I'm fast. As long as I have my structure. If I have my three pages in front of me, and I know all my sequences, and I know the story, I'm fast. But to get those three pages can take me five years. Ten years. Twenty years. If I have my three pages, it'll take me two weeks. It's like turning on the computer and hitting "Print." [laughs]
With all the projects you're producing through your company, how hands-on are you in terms of script notes, during production, and into post when dealing with other director's projects?

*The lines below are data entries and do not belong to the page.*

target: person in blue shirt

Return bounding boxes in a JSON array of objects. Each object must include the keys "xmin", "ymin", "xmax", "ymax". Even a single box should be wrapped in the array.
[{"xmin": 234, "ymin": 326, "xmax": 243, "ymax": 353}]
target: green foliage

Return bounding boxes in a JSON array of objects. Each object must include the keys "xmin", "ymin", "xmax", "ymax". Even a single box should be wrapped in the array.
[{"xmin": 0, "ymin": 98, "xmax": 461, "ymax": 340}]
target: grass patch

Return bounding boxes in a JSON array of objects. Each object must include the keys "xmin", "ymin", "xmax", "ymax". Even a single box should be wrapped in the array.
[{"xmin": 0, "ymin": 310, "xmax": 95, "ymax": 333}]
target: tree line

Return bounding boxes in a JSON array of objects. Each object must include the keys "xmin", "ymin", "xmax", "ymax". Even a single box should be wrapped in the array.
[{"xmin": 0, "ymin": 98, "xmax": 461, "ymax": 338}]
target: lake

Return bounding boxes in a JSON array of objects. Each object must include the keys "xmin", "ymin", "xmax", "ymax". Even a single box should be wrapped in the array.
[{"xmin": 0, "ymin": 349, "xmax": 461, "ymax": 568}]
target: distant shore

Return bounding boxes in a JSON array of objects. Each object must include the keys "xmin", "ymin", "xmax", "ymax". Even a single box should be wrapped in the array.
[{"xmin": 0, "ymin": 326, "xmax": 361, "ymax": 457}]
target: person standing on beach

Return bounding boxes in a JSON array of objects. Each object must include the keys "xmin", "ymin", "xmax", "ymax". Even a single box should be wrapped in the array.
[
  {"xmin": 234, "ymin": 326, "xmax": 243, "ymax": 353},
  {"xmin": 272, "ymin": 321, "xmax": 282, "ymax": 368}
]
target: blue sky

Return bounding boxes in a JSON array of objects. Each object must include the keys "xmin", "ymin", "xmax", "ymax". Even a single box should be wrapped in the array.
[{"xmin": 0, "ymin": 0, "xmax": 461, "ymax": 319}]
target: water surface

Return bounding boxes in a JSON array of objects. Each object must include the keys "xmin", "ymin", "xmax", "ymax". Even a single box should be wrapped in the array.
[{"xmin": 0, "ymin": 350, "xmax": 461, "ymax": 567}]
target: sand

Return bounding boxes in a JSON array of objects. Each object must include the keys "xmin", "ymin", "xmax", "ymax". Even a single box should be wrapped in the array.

I think I'm very present before the shooting and after the shooting. But not during the shooting. During the shooting, there is one boat and one captain. I don't have any ego about that. When I write a script, and give it to a director, it's his film. It's like, "It's your baby. Do what you want." I will judge it as a moviegoer, not as a writer. We're shooting Taken with Liam Neeson. I went to see the director on the set last night. You know, I went to say hi, have coffee, and then I left. That's what I do. Because, not here, but when I'm in France, if I go on the set, all the technicians get so nervous [laughs]. They're like, "What is he doing here? Oh my god, what is going to happen?" On the set, I'm unpredictable. I love to have people on their toes, from the moment they come on the set, to the moment they leave the set. Otherwise, stay home! You're not going to have the time to sit. I don't have a seat with my name on it. Ever. I'm always standing. And I'm always looking for everything I can steal, bring, or change. You know, my senses are, like, extra-developed when I'm on the set. So you'd better not sleep when you're working with me. [laughs] I started to laugh because I just remembered this: my first assistant once came to me on the set and said, "Tell me when is a good time for me to pee." I said, "James, it's okay. Go pee." [laughs] I definitely put the pressure on people, because I'm under pressure too. And I want some help. I don't want to be by myself under pressure. I don't want people to be like, [does a pretentious voice, mimics actor talking on a cell phone] "Yeah, I'm on the set with Luc Besson." Don't come around me on the set with a cellular phone. I smash phones.
Good!
Jean Reno? I took the phone out of his hand in the middle of a conversation and I slammed it down. I said, "Are you kidding? We're prepping this film for months, and that's all you have to do – giggle around? You have nothing to prepare? You're sure you're the best? Get back to work. Otherwise, I'm going to phone my girlfriend during the take when you're speaking. I'm going to go, 'Yeah, I'm shooting with Jean Reno here, and…'" I hate that. Because shooting is so tough. You have to concentrate. I never go overtime. If we're shooting until 5, I'm done by 4:50 and say that's the end of the day. That's how I respect my cast and crew. I'm not here to have them exhausted and dead. But if we're working for six hours, I want you for six hours. Fully 100%. That's all. Give me your best.